Blog Post The Customer Journey
The Customer Journey on a High-Ticket Offer
How a Prospect Ends Up Booking a Call With You
Every offer has its own ecosystem, meaning the customer journey can vary depending on the business model, the marketing strategy, and whether the offer is tripwire-based or non-tripwire. As a closer, understanding this journey is essential — because the more you understand where a prospect is coming from, the easier it becomes to influence where they’re going.
Below is a clean breakdown of how prospects usually arrive on your calendar.
1. Non-Tripwire Offers
(Standard high-ticket customer journey)
In a typical high-ticket environment, prospects enter the pipeline through organic social media, paid advertising, or content funnels.
Here’s how it usually looks:
→ Step 1: Engagement With the Creator/Influencer/Business
The customer is consuming content — Instagram, TikTok, YouTube, Facebook, or email marketing.
They feel seen by the content, relate to the message, and begin to build trust with the creator or brand.
→ Step 2: Call-to-Action
They click something like:
“Book a 1-on-1 coaching call”
“Apply for mentorship”
“Book an insight call now”
“Speak to our team”
This click usually takes them to an application page.
→ Step 3: The Application
High-ticket offers don’t allow just anyone onto a call.
The application normally includes 3–5 qualifying questions, such as:
“Are you willing to invest in your growth?”
“What is your monthly income?”
“What’s your biggest obstacle right now?”
“What are you hoping to achieve?”
The purpose is to determine if the prospect is:
A good potential fit
Ready to invest
Aligned with the offer’s transformation
Worth the closer’s time
If they pass the application, they’re given access to the calendar.
→ Step 4: Booking the Call
This is where you come in.
Once they’re qualified, they land on your schedule — not by accident, but because they have:
✔ Interest
✔ A pain point
✔ Some level of buying intent
✔ Enough qualification signals to be worth a conversation
This means you’re not starting from zero.

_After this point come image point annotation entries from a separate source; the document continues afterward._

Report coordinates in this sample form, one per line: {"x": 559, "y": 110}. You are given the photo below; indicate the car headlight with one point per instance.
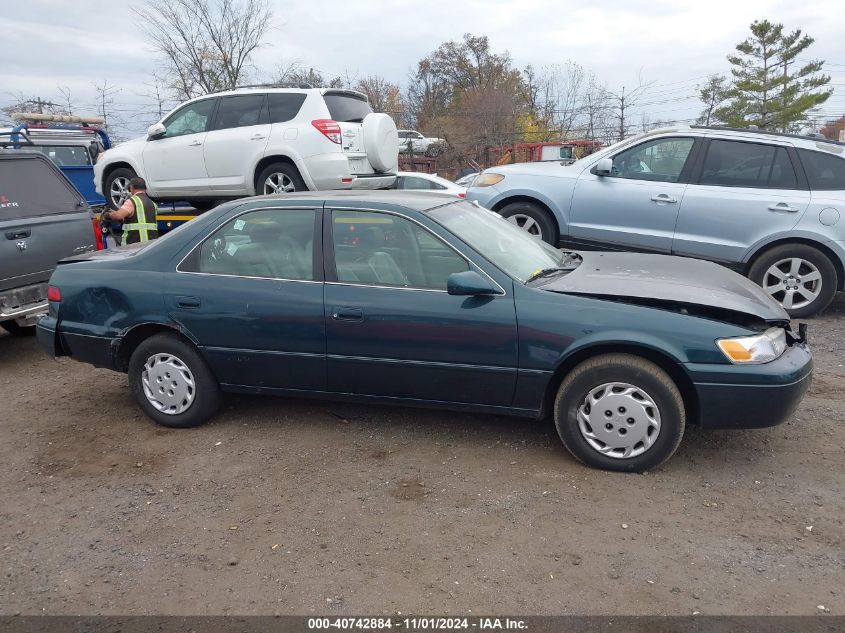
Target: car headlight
{"x": 486, "y": 180}
{"x": 761, "y": 348}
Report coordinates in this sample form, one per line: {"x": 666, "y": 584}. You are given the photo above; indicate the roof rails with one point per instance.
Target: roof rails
{"x": 300, "y": 85}
{"x": 753, "y": 128}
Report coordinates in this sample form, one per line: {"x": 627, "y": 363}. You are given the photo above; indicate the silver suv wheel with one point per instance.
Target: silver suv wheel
{"x": 619, "y": 420}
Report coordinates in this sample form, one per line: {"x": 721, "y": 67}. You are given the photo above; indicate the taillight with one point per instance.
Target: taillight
{"x": 98, "y": 234}
{"x": 329, "y": 128}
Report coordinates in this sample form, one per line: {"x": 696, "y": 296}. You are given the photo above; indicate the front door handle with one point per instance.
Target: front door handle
{"x": 347, "y": 314}
{"x": 188, "y": 303}
{"x": 783, "y": 206}
{"x": 18, "y": 234}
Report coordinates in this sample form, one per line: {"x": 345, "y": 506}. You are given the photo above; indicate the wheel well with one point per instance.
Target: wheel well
{"x": 502, "y": 203}
{"x": 666, "y": 363}
{"x": 834, "y": 259}
{"x": 137, "y": 335}
{"x": 269, "y": 160}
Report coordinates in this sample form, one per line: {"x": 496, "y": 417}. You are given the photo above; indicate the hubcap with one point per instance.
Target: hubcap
{"x": 278, "y": 183}
{"x": 793, "y": 282}
{"x": 119, "y": 190}
{"x": 528, "y": 224}
{"x": 619, "y": 420}
{"x": 168, "y": 384}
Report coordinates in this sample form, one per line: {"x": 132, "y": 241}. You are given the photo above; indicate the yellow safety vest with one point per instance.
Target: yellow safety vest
{"x": 140, "y": 224}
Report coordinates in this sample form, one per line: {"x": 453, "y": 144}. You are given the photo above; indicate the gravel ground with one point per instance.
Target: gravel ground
{"x": 300, "y": 507}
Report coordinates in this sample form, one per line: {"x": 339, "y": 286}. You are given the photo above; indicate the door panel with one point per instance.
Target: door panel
{"x": 250, "y": 297}
{"x": 746, "y": 192}
{"x": 637, "y": 205}
{"x": 392, "y": 330}
{"x": 174, "y": 163}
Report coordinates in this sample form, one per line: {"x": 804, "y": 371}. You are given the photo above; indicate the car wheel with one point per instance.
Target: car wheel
{"x": 16, "y": 329}
{"x": 619, "y": 412}
{"x": 280, "y": 178}
{"x": 531, "y": 218}
{"x": 172, "y": 383}
{"x": 117, "y": 187}
{"x": 799, "y": 277}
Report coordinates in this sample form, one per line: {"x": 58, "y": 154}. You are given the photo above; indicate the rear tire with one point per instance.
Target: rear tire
{"x": 15, "y": 329}
{"x": 171, "y": 382}
{"x": 615, "y": 404}
{"x": 814, "y": 274}
{"x": 116, "y": 187}
{"x": 279, "y": 178}
{"x": 533, "y": 219}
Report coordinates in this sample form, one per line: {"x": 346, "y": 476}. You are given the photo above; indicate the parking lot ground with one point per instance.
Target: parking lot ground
{"x": 295, "y": 506}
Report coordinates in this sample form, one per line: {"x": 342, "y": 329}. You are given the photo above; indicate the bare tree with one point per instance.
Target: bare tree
{"x": 206, "y": 44}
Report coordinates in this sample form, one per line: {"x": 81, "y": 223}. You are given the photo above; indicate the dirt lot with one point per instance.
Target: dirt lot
{"x": 306, "y": 507}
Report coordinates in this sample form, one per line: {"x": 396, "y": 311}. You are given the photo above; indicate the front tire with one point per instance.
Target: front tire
{"x": 531, "y": 218}
{"x": 799, "y": 277}
{"x": 172, "y": 383}
{"x": 116, "y": 187}
{"x": 619, "y": 412}
{"x": 279, "y": 178}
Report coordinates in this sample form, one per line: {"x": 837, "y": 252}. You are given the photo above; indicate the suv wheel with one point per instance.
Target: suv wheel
{"x": 172, "y": 383}
{"x": 619, "y": 412}
{"x": 280, "y": 178}
{"x": 117, "y": 187}
{"x": 531, "y": 218}
{"x": 799, "y": 277}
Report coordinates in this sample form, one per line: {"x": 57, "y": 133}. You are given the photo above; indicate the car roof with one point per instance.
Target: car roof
{"x": 415, "y": 200}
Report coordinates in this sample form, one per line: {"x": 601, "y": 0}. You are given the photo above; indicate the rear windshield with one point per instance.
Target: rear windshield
{"x": 30, "y": 186}
{"x": 346, "y": 108}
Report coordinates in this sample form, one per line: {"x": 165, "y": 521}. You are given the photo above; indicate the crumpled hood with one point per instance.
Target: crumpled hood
{"x": 677, "y": 280}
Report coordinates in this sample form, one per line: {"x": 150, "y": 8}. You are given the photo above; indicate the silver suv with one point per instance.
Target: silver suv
{"x": 765, "y": 204}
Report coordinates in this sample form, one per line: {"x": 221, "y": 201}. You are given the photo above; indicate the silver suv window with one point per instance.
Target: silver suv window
{"x": 743, "y": 164}
{"x": 824, "y": 171}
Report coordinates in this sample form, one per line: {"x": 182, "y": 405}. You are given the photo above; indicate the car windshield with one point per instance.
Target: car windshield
{"x": 503, "y": 243}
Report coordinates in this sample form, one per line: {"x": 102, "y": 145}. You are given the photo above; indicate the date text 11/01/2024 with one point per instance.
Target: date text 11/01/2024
{"x": 417, "y": 623}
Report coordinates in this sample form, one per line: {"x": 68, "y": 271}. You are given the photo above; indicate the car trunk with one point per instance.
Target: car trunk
{"x": 42, "y": 219}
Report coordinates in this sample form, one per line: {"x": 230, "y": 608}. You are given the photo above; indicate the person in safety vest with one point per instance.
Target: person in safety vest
{"x": 138, "y": 214}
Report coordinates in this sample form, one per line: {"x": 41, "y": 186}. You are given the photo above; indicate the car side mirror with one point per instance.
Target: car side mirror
{"x": 468, "y": 283}
{"x": 156, "y": 130}
{"x": 604, "y": 167}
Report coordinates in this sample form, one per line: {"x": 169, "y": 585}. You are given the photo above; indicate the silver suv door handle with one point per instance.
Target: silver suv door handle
{"x": 783, "y": 206}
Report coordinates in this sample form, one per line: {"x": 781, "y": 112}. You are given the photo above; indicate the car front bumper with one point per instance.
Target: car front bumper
{"x": 752, "y": 396}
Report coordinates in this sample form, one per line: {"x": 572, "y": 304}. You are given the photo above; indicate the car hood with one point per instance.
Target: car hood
{"x": 662, "y": 279}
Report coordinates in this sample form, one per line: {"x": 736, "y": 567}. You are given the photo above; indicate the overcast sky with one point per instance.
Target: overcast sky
{"x": 673, "y": 43}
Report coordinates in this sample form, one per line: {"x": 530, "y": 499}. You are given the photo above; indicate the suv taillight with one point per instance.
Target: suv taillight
{"x": 98, "y": 234}
{"x": 329, "y": 128}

You’re speaking to someone already warmed up and aware of what they’re looking for.
2. Tripwire Offers
(Low-ticket purchase leading into high-ticket upsell)
A tripwire funnel is a different beast entirely — and understanding this difference will change how you approach the call.
→ Step 1: A Low-Ticket Purchase
The customer has already bought something, usually under $100.
Examples:
A mini-course
A template
A workshop
A health assessment pack
A starter guide
A paid challenge
They’ve already opened their wallet — which makes them more valuable than cold leads.
→ Step 2: Next-Step Encouragement
After the purchase, they’re encouraged to:
Book an assessment
Book a strategy call
Review results from a quiz
Take next steps after a diagnostic
Explore deeper support
These funnels are crafted so the prospect wants to take the next step.
→ Step 3: The “Assessment” Call
With a tripwire, the call is usually framed as:
“Assessment call”
“Deep dive review”
“Results breakdown”
“Next steps planning session”
What the prospect doesn’t know:
It’s actually a sales call.
They see it as the natural next step in their journey — which means you’re entering the conversation with:
✔ Higher trust
✔ Higher intent
✔ Pre-framed authority
✔ A warmer, more responsive buyer
Final Note (The Close)
Understanding the customer's journey is what allows you to tailor your discovery, your tone, your questions, and your approach.
A non-tripwire lead and a tripwire lead are not the same type of buyer — and treating them the same will cost you sales.
Non-tripwire = intent-based, application-filtered, problem aware.
Tripwire = warm, pre-framed, already invested, often unaware it’s a sales interaction.
The more you understand their path before the call, the easier it becomes to guide them through the path that comes next.